No me gusta nada escribir con rabia. Las palabras quedan sucias, cargadas, espesas, llenas de odio. No me gusta nada el odio. Por eso he esperado, creo que por primera vez, he dejado las lágrimas brotar y entremezclarse con el agua de la ducha, mientras se perdían por el desagüe, olvidadas, por última vez vistas. Ojalá pudieramos hacer eso con algunos recuerdos, simplemente extirparlos de la cabeza, y dejar que se escurran por los ojos, uno a uno. Recuerdos perdidos, muertos. Recuerdos de desagüe.
Siempre he dicho que es de poco inteligentes ahogarse dos veces en el mismo mar. Un mar que ya conoces, que ya controlas sus aguas, sus mareas; controlas el filo de sus olas, la espuma que acecha dispuesta a devorarte, sus peces de colores, sus arenas eternas. Aún así a veces se actúa con la parte incorrecta del cerebro.

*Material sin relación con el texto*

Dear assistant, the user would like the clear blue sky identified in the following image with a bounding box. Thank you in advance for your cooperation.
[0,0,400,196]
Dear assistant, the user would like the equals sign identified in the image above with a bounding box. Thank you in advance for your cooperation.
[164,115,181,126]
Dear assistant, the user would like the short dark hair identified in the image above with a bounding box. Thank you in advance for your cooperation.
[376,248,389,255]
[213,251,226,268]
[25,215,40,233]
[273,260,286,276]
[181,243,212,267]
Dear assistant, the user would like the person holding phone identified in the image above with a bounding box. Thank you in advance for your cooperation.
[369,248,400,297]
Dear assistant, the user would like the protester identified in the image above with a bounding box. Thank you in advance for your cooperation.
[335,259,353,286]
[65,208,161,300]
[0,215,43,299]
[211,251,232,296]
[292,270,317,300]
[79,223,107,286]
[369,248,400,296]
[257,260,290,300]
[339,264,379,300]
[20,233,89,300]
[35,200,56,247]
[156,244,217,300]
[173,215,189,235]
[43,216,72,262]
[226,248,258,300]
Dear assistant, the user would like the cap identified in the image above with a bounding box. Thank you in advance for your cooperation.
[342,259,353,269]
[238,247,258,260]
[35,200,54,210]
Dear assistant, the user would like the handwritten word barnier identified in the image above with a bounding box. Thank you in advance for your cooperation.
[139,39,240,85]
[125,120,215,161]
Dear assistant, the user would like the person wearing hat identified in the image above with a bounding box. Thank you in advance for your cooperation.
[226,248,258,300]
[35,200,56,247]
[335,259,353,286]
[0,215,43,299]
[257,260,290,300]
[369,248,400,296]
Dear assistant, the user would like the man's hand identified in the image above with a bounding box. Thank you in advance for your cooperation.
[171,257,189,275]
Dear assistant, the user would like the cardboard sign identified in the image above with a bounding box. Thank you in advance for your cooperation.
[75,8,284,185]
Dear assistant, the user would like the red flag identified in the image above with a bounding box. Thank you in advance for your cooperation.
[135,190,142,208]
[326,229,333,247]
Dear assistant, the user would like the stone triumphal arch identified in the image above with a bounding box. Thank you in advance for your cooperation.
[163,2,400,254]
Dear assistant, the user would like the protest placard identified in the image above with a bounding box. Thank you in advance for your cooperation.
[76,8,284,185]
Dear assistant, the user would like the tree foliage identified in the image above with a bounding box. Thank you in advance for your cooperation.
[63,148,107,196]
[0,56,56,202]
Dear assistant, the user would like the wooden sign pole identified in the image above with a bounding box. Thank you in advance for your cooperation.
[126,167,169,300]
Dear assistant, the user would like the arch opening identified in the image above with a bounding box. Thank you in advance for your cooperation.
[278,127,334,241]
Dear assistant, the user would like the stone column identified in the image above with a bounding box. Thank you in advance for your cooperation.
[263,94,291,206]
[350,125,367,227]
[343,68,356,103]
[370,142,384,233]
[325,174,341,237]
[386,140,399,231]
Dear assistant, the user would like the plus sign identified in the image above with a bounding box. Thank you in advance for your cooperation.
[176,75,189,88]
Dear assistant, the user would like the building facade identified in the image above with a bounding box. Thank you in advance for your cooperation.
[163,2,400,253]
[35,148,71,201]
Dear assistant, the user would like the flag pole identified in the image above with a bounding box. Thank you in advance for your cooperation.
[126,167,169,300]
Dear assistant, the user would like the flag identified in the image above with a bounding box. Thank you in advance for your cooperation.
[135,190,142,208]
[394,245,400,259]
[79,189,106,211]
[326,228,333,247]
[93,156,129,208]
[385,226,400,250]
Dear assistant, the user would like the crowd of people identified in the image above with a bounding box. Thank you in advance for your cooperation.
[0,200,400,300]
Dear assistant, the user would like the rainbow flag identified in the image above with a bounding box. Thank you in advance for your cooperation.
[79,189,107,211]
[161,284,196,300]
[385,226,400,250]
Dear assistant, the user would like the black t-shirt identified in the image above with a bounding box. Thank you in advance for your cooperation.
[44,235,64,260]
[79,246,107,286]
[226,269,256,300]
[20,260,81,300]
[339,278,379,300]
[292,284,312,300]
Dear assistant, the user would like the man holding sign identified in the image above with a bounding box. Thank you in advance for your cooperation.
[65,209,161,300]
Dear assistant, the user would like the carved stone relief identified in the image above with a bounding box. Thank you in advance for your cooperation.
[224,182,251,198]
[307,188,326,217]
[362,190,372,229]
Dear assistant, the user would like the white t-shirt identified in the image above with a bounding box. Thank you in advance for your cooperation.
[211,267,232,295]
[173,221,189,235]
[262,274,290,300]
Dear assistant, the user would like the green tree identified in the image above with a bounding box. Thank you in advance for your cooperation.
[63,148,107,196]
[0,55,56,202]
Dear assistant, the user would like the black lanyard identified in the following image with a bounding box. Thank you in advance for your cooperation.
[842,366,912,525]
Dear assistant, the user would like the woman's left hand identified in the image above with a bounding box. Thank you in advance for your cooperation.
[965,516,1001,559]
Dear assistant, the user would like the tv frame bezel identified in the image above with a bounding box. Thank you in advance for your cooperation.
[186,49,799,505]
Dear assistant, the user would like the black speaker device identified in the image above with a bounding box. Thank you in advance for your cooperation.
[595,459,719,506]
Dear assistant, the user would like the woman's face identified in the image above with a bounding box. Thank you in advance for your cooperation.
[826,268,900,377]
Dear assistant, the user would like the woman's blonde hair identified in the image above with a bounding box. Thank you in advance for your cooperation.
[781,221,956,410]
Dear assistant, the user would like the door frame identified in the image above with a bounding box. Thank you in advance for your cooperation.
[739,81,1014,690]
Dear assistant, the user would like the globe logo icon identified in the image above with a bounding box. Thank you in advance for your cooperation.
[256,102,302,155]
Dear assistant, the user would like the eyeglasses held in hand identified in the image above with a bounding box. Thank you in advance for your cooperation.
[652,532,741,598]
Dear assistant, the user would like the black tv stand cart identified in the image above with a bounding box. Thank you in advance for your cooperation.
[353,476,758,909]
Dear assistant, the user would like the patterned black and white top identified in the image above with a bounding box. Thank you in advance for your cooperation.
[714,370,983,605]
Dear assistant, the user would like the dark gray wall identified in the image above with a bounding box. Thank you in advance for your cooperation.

El carro alado que mencionaba Platón se precipita contra el suelo, se rompe, se deshace y nosotros nos deshacemos con él, como parte de un todo.
Humillación. Creo que no hay otra palabra que lo defina mejor. Lo peor: la total y absoluta pérdida de tiempo, de ganas. Cariño regalado, ensuciado y derrochado.
Y ahora lo de siempre, cerrar los ojos y volar. Acumular detalles, vivir de ellos; asumir que la gente, al fin y al cabo, no mira más allá de su propio ombligo. Y por supuesto, esperar con mucha paciencia, esperar que por fin, el tiempo ponga a cada uno donde tiene que estar, donde se merece estar.